Más allá de que este actuar fuera justificable o no, lo terrible es el poder que han adquirido los gigantes de las redes sin que no haya prácticamente ningún gobierno al que deban responderle. Hoy el argumento es la guerra, pero mañana puede ser cualquier otro. Hoy el blanco es Putin, ayer lo fue Trump, pero mañana puede ser cualquier otro.

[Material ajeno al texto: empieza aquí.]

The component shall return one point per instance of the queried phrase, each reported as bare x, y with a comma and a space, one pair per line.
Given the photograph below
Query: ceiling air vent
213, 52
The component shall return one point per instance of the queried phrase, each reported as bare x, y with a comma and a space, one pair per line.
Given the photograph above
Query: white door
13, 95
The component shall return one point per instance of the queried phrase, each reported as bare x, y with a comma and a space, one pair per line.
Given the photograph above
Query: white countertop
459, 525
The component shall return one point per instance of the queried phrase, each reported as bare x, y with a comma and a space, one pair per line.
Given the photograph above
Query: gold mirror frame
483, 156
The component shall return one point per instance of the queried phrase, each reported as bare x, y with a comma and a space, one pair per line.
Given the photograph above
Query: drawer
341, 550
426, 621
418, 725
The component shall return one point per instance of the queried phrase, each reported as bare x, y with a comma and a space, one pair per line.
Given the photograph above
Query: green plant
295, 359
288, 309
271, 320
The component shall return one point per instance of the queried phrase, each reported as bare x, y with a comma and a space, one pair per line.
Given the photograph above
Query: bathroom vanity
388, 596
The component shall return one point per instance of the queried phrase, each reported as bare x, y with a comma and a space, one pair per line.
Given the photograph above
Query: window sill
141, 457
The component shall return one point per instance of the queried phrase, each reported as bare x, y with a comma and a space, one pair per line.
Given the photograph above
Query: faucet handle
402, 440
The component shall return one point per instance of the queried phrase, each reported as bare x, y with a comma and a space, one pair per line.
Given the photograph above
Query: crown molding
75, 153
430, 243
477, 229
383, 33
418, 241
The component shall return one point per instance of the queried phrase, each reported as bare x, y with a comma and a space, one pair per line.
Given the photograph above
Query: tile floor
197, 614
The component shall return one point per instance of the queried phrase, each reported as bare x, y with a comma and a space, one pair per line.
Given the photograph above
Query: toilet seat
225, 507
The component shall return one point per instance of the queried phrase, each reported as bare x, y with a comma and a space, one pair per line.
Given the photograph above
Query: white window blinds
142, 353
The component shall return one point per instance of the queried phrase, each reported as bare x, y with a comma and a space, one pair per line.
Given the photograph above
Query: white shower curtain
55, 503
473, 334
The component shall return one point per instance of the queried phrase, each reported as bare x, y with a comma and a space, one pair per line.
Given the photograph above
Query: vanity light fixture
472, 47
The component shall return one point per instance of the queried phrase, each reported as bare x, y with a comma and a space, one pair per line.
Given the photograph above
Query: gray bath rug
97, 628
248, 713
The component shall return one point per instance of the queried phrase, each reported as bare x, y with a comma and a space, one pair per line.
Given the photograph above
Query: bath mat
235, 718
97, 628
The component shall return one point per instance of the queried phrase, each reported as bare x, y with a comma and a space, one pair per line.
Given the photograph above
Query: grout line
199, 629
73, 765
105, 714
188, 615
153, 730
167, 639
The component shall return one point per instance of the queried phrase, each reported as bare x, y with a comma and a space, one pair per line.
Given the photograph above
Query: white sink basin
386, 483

Recientemente, el Secretario General de la ONU, Antonio Guterres, aseguró que un escenario de conflicto nuclear está dentro del “ámbito de lo posible”. Ante este panorama complejo, y, como él mismo lo llamó, escalofriante, es difícil no pensar que la distopía está frente a nuestros ojos. Ojalá seamos capaces de reconocerla —y de detenerla— antes de que pase de la ficción a la realidad.
Manchamanteles
Hoy, más que antes, a los líderes mundiales les urge dar por terminada la pandemia. Lo que necesitan es una economía lo menos dañada posible, capaz de sortear los retos que la invasión rusa y sus respectivas sanciones causarán. En el mundo de hoy, no hay tiempo para lamentar las catástrofes pasadas, porque se tiene ya que paliar las nuevas.
Narciso el obsceno
Los hijos convertidos en reyes y supremos de nuestros días, serán los futuros narcisos del mañana. Narcisos educados entre narcisos.